Январь 2004 года. Штат Чиапас
   Птичий гомон разбудил меня, заставив приоткрыть слипающиеся глаза. Ник сидел, завернувшись в одеяло, сторожа мой покой, а над его головой дралась стая маленьких попугаев. Чего не поделили между собой эти Божьи твари, так и осталось для меня загадкой, но орали они на всю округу громче любой сирены. Уже светало, и джунгли просыпались вместе со мной. Густой туман плотным покрывалом стелился по земле, а трава и листья блестели крохотными капельками росы. Прошедшая ночь оказалась настолько влажной, что наши одеяла отсырели. Солнце еще не выглянуло, не прогрело сельву своими жаркими лучами, и мы с Ником дрожали от холода. Пытаясь согреться, я встал, несколько раз присел, а затем начал отжиматься, приглашая Ника последовать моему примеру, но он лишь покачал головой и продолжил дрожать, накрывшись с головой одеялом.
   Мы позавтракали, опустошив еще одну банку консервов, после чего собрались, вытащили мотоцикл на сакбе, снова замели следы и поехали дальше. О прочитанном в дневнике Брэда Честера я Нику рассказывать пока не стал. Слишком много было там странностей, чтобы отягощать ими его легко ранимую душу. Ему хватало постоянных ночных кошмаров, мучивших его еще с Кампече. Но теперь я знал, где мы сможем укрыться. Мы пойдем по пути Честера, благо, судя по его записям, для этого просто нужно было не сворачивать с сакбе, и она выведет нас к озеру Мирамар, посреди которого находится остров. Вот на нем, там, где много веков назад стоял город Лакамтун, мы и спрячемся. Едва ли кому-нибудь придет в голову искать нас в такой глуши. Главное добраться до острова незамеченными. Несмотря на удаленность от цивилизации, здесь можно наткнуться на людей, чего нам следовало всячески избегать.

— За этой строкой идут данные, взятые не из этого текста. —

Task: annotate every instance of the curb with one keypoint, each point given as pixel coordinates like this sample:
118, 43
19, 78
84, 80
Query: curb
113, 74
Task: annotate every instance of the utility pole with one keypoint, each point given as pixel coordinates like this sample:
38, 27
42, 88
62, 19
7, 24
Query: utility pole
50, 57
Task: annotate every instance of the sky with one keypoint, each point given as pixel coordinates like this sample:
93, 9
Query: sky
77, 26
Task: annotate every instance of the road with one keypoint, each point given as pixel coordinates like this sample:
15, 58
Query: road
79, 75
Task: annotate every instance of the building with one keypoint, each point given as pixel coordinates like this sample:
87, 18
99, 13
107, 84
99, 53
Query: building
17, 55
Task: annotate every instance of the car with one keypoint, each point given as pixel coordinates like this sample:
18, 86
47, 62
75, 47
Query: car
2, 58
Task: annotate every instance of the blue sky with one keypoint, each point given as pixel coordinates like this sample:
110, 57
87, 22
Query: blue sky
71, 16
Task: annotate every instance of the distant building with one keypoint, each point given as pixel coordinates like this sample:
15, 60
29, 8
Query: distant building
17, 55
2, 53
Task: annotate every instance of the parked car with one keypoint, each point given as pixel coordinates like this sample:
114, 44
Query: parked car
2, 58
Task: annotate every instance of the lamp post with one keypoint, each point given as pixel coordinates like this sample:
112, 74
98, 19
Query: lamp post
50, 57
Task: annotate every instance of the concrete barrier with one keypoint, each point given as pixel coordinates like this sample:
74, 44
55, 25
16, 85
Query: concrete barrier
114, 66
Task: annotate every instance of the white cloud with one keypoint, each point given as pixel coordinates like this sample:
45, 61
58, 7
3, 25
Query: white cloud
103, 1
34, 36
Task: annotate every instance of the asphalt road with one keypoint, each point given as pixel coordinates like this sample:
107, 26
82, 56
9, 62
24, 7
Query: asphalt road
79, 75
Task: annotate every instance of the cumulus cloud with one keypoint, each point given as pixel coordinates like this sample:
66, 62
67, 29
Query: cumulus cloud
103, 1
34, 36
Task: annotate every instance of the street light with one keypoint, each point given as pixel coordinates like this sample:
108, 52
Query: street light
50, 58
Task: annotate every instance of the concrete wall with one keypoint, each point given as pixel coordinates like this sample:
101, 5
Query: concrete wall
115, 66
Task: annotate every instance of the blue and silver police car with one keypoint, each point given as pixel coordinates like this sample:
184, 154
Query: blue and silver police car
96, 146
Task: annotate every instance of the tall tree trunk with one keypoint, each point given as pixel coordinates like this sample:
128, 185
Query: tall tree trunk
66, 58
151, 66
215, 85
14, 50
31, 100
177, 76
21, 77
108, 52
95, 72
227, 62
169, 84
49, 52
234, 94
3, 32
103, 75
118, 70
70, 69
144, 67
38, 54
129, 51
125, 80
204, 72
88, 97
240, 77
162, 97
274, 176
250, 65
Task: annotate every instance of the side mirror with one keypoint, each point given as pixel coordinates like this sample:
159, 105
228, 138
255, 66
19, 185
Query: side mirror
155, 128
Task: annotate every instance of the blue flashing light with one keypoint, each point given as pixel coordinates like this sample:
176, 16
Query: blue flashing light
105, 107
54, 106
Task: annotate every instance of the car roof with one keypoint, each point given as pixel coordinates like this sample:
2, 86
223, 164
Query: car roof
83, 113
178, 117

   И для этого в первую очередь надо было избавиться от нашего железного коня. Рассекая на нем по сельве, мы создавали много шума, оставляли много следов и передвигались слишком быстро, чтобы избежать случайного столкновения с людьми, которые, как и мы, могли вдруг воспользоваться сакбе. Идти пешком было сложнее, но такой поход позволял двигаться без шума, практически не оставлять следов, а при малейшей опасности юркнуть в чащу и переждать.
   Когда слева от дороги вдруг послышался отчетливый шум бегущей воды, я крикнул Нику, чтобы он остановился, слез с мотоцикла и, продираясь через густые заросли, пошел в сторону все нарастающего гула. Вскоре шум вывел меня на край обрыва. Внизу, метрах в десяти, бурлила быстрая глубокая река. Именно здесь нам и предстояло расстаться с нашим верным, экспроприированным у полицейских мотоциклом. Ник некоторое время пытался спорить, и понять его было можно, поскольку ехать лучше, чем идти, но мне удалось убедить его в разумности своего предложения.
   Нам потребовалось немало усилий, чтобы протащить огромный мотоцикл по чаще и буреломам до небольшой прогалины на самом краю обрыва и столкнуть его вниз. Тяжелая, блестящая в лучах солнца машина быстро пролетела в воздухе и с громким всплеском моментально ушла под воду. Ник склонился над краем и с сожалением посмотрел вслед исчезнувшему в реке мотоциклу.
   Дальнейший наш путь оказался нудным и однообразным. Живность, населяющая сельву, более не производила на нас особого впечатления. Видимо, мы инстинктивно начинали действовать по принципу, что объекты, не представляющие для нас опасности, не должны отвлекать нашего внимания от основной цели – выжить.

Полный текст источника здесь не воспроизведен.